That God understands and cares about the most intimate details of our lives is perhaps made clearest when we experience the loss of someone we hold dear. It's during such trials that you have to learn to trust God completely. These are days when you feel overwhelmed by life and when nothing makes sense. Looking back now, I now know that Becky's passing was a very special time in my life. When your spouse dies, you begin to discover that God's love has no bounds. His love is unconditional. As Paul wrote, "Neither death nor life ... nor even the powers of hell can separate us from God's love." In his sermon today, Chuck says we have to let go of our will and accept God's. His plan doesn't just happen by magic. You discover it as you draw closer to God each and every day.

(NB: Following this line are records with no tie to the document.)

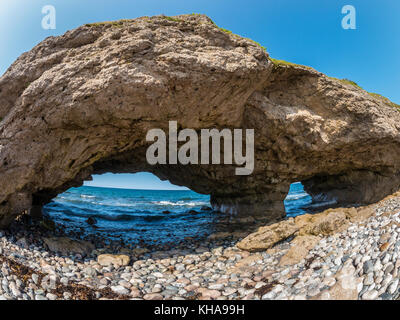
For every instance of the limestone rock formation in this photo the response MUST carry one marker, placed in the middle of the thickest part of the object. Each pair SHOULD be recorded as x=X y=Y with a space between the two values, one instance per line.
x=82 y=103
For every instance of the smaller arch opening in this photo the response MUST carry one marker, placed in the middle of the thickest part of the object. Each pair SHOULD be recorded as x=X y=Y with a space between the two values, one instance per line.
x=299 y=202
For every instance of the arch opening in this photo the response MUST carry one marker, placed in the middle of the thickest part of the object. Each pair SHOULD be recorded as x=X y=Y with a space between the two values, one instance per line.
x=134 y=209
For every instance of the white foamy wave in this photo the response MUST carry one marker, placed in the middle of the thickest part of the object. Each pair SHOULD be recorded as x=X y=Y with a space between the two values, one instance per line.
x=180 y=203
x=87 y=196
x=296 y=196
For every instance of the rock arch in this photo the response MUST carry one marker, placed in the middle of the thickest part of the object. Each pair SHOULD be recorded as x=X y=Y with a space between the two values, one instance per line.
x=82 y=103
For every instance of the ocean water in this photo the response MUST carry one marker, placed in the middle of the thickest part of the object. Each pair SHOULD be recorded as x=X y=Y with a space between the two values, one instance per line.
x=147 y=215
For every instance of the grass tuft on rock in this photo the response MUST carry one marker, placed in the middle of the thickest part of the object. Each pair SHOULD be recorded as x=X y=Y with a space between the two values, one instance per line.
x=375 y=95
x=284 y=63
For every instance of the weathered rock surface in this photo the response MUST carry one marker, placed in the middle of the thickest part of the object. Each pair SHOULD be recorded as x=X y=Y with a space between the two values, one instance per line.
x=82 y=103
x=110 y=259
x=67 y=246
x=305 y=228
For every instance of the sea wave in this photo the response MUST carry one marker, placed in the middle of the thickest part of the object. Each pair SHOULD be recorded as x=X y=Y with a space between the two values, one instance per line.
x=180 y=203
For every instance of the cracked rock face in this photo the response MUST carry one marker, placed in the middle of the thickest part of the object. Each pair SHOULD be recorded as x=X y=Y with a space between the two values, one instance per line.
x=82 y=104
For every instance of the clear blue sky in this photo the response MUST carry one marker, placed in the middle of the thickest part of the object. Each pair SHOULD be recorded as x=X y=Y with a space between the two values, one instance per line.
x=307 y=32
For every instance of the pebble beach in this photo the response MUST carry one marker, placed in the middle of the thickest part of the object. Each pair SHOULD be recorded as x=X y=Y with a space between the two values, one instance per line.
x=361 y=262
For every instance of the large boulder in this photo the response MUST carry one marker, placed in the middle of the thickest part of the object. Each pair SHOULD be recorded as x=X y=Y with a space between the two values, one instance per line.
x=67 y=246
x=82 y=104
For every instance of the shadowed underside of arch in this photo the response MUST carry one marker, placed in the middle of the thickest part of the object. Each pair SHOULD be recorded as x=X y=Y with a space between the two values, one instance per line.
x=82 y=104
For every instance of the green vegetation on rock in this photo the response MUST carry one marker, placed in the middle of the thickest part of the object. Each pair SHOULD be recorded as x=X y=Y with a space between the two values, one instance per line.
x=287 y=64
x=375 y=95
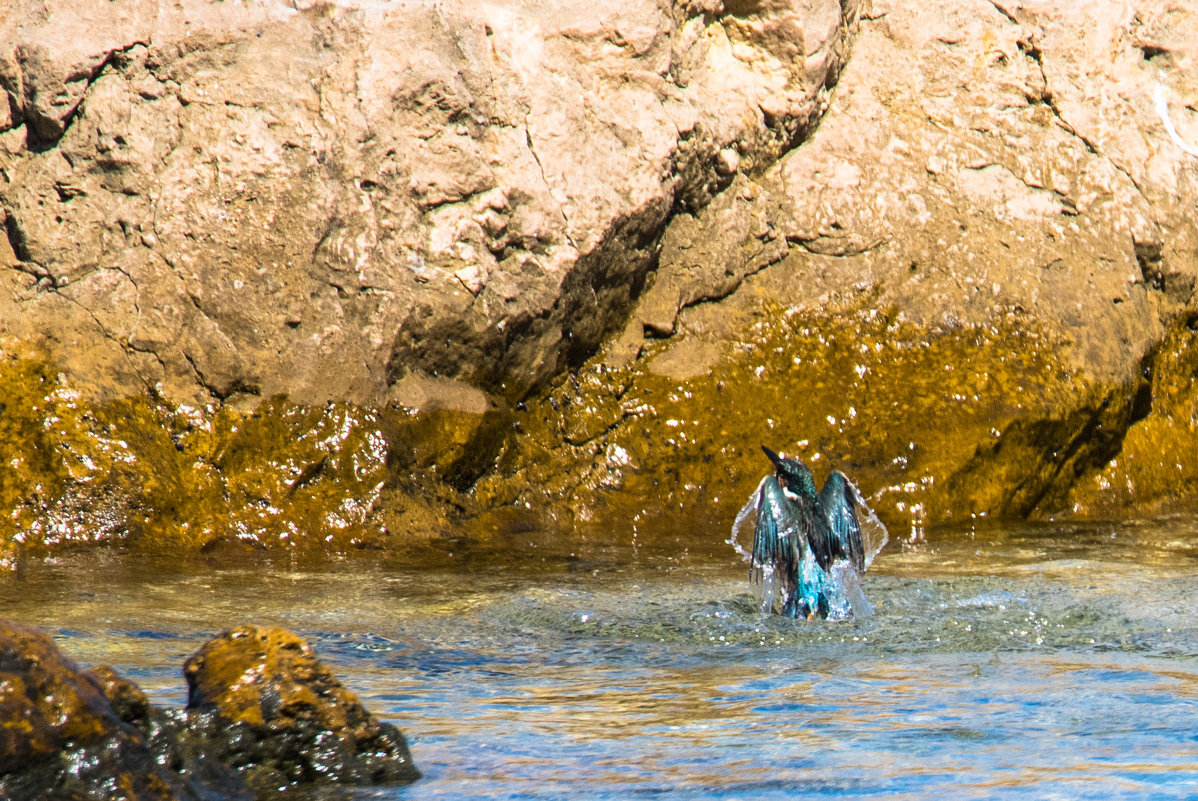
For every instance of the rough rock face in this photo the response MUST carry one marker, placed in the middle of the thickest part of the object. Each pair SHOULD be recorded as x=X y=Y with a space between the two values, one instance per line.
x=972 y=287
x=342 y=200
x=958 y=291
x=94 y=735
x=70 y=734
x=282 y=718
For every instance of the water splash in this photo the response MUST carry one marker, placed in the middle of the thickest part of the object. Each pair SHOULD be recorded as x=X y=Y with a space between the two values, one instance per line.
x=842 y=583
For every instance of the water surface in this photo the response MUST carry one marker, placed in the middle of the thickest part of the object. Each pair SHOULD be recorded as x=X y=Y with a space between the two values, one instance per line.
x=1010 y=662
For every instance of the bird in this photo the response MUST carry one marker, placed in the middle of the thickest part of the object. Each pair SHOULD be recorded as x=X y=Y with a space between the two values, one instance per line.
x=803 y=536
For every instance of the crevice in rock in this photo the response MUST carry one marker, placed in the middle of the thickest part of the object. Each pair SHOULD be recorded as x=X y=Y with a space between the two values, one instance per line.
x=549 y=189
x=1033 y=52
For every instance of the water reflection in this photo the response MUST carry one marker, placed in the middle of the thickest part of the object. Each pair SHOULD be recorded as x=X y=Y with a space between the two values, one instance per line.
x=1003 y=662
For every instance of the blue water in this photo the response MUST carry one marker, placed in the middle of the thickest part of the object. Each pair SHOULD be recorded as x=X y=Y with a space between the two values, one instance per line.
x=1040 y=663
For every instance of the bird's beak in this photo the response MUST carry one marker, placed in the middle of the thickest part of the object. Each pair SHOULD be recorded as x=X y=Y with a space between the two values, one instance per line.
x=774 y=457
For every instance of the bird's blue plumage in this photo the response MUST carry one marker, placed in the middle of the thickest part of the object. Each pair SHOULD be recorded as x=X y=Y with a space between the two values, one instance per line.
x=802 y=535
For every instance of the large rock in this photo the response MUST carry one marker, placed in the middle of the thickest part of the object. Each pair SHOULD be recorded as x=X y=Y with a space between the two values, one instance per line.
x=322 y=199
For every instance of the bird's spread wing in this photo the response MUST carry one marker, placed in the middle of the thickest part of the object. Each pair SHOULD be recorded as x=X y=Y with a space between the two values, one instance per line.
x=775 y=538
x=839 y=505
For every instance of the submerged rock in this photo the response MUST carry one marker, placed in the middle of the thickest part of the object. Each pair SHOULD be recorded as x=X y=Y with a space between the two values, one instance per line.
x=92 y=735
x=72 y=734
x=274 y=712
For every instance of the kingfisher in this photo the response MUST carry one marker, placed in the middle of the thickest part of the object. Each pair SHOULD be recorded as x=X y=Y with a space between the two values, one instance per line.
x=808 y=541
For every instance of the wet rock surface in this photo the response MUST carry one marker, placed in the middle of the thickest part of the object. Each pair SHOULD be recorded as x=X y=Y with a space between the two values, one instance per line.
x=280 y=717
x=507 y=290
x=265 y=715
x=956 y=291
x=74 y=734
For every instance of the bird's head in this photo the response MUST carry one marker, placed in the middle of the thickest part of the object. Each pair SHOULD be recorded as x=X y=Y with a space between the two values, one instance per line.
x=792 y=474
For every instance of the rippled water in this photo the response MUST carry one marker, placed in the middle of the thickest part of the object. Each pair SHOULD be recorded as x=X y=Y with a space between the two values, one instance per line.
x=1035 y=662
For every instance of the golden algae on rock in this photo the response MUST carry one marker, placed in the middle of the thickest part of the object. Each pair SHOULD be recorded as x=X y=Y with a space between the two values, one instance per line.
x=936 y=425
x=132 y=469
x=1157 y=459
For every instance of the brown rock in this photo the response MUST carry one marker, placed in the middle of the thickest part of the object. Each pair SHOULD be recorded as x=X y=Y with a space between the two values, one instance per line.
x=60 y=736
x=283 y=716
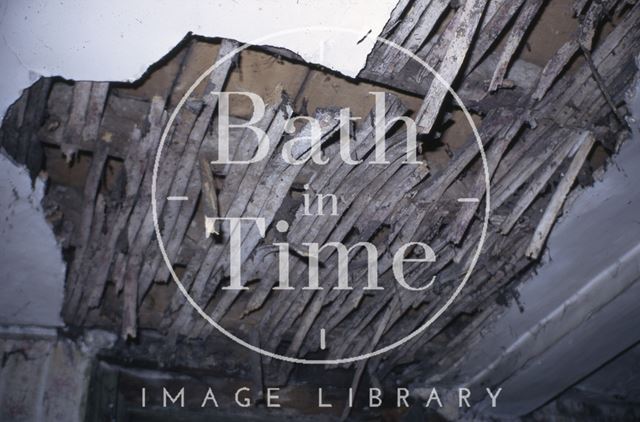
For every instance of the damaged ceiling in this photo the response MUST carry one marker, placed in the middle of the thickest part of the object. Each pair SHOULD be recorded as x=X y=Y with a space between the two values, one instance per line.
x=549 y=123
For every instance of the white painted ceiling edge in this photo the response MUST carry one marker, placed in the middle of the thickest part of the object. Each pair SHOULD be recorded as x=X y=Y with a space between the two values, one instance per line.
x=31 y=267
x=118 y=40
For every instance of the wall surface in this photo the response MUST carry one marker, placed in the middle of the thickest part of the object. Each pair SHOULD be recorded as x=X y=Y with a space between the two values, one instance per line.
x=118 y=40
x=31 y=268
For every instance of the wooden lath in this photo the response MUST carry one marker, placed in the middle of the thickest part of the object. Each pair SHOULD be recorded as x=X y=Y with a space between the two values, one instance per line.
x=535 y=145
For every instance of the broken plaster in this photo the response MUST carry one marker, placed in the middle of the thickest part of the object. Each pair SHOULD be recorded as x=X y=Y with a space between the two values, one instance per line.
x=119 y=40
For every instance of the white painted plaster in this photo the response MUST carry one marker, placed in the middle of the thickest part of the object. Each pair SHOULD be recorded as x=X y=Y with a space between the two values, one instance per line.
x=31 y=268
x=117 y=40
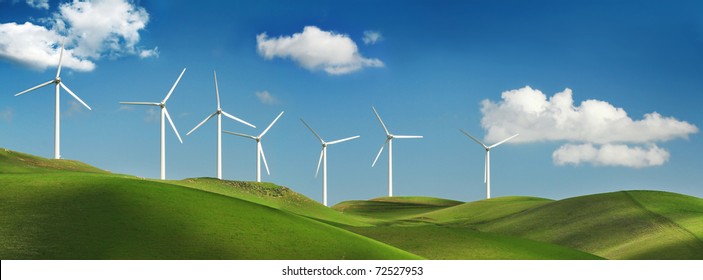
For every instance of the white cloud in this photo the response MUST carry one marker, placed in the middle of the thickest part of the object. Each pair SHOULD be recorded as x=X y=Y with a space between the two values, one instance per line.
x=611 y=155
x=103 y=26
x=315 y=49
x=266 y=98
x=37 y=47
x=6 y=114
x=528 y=111
x=39 y=4
x=91 y=29
x=601 y=132
x=149 y=53
x=371 y=37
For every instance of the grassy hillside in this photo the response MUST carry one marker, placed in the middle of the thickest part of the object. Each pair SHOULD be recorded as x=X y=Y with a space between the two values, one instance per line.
x=95 y=216
x=62 y=209
x=483 y=210
x=393 y=208
x=621 y=225
x=448 y=243
x=273 y=196
x=16 y=162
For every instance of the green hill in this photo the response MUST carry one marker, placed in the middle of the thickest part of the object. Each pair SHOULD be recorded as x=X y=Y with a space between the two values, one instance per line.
x=93 y=216
x=451 y=243
x=393 y=208
x=62 y=209
x=16 y=162
x=273 y=196
x=620 y=225
x=483 y=210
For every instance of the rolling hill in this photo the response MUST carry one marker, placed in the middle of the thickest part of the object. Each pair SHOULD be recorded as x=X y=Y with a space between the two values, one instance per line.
x=63 y=212
x=620 y=225
x=61 y=209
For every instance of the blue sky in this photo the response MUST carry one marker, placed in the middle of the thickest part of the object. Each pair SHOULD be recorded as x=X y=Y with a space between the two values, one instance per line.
x=429 y=74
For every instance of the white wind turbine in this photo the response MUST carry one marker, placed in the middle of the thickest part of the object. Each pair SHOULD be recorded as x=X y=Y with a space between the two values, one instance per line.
x=164 y=112
x=57 y=118
x=259 y=149
x=323 y=159
x=487 y=163
x=389 y=141
x=219 y=114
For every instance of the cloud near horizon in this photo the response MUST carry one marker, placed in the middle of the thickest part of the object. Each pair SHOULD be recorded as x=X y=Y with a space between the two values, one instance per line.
x=371 y=37
x=601 y=132
x=91 y=31
x=316 y=49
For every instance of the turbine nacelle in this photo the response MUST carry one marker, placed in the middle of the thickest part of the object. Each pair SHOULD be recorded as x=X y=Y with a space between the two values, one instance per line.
x=323 y=158
x=57 y=119
x=259 y=147
x=487 y=162
x=164 y=117
x=389 y=142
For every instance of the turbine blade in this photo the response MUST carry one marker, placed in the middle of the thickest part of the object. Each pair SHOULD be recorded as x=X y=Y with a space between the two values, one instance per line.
x=237 y=119
x=141 y=103
x=58 y=70
x=313 y=131
x=239 y=134
x=319 y=162
x=173 y=125
x=479 y=142
x=217 y=90
x=174 y=86
x=263 y=156
x=485 y=169
x=36 y=87
x=501 y=142
x=379 y=119
x=343 y=140
x=201 y=123
x=270 y=125
x=379 y=153
x=74 y=95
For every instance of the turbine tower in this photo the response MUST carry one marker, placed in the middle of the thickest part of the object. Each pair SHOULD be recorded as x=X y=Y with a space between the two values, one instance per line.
x=389 y=141
x=164 y=113
x=57 y=119
x=323 y=159
x=487 y=163
x=219 y=114
x=259 y=148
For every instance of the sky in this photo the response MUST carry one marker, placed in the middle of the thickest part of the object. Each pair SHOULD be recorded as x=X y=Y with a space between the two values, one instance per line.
x=606 y=95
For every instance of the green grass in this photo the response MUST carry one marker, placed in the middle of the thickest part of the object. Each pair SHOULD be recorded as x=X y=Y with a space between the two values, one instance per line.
x=613 y=225
x=62 y=209
x=273 y=196
x=685 y=211
x=393 y=208
x=95 y=216
x=482 y=211
x=445 y=243
x=16 y=162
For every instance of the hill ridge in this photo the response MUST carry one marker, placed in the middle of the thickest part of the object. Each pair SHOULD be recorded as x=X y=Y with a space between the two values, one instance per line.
x=661 y=217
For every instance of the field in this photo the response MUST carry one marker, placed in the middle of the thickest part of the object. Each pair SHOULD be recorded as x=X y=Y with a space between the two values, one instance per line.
x=59 y=209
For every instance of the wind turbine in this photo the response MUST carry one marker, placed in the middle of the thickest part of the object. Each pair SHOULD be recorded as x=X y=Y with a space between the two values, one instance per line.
x=487 y=163
x=219 y=114
x=389 y=141
x=164 y=112
x=57 y=118
x=323 y=159
x=259 y=148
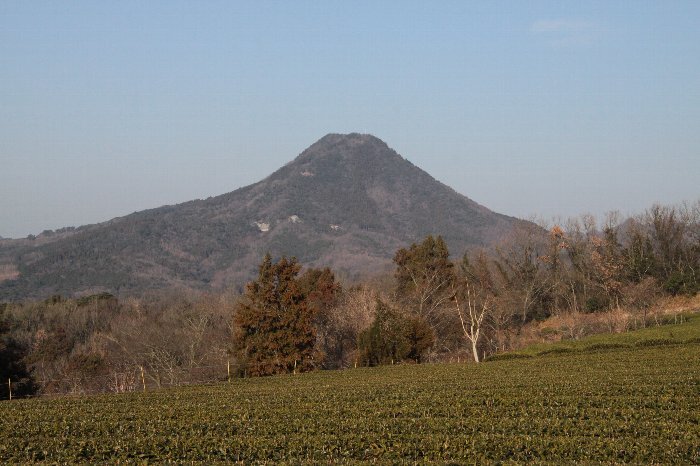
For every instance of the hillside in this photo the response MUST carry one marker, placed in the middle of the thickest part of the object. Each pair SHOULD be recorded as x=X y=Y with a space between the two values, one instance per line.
x=634 y=405
x=348 y=202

Last month I discovered this truth in a very intimate way. For the first time since Becky died, I was able to sleep in our bedroom. For years I've been sleeping upstairs, using the downstairs master bedroom and bathroom for overnight guests. "It's better to put guests there than in my small upstairs bedrooms," I reasoned. But that was merely an excuse for the real reason I couldn't sleep in the same room where Becky died. Finally, God gave me the courage to do so, and the peace I've felt ever since has been overwhelming. I don't tell you this as a way of bragging. Far from it. It took me nine long years to take this step of faith and healing. But take it I did. Does that mean that God was dozing or negligent when he took Becky home? No. It means he had other plans.
Pastor friend, do yourself a favor and visit the Stonebriar service some Sunday on Youtube. Today's message might be a good place to start. Christ said that each of us is to be a light to our own corner of the world. Chuck Swindoll, now 87, is a bright spot in so many people's lives, mine included. And for that I am grateful indeed.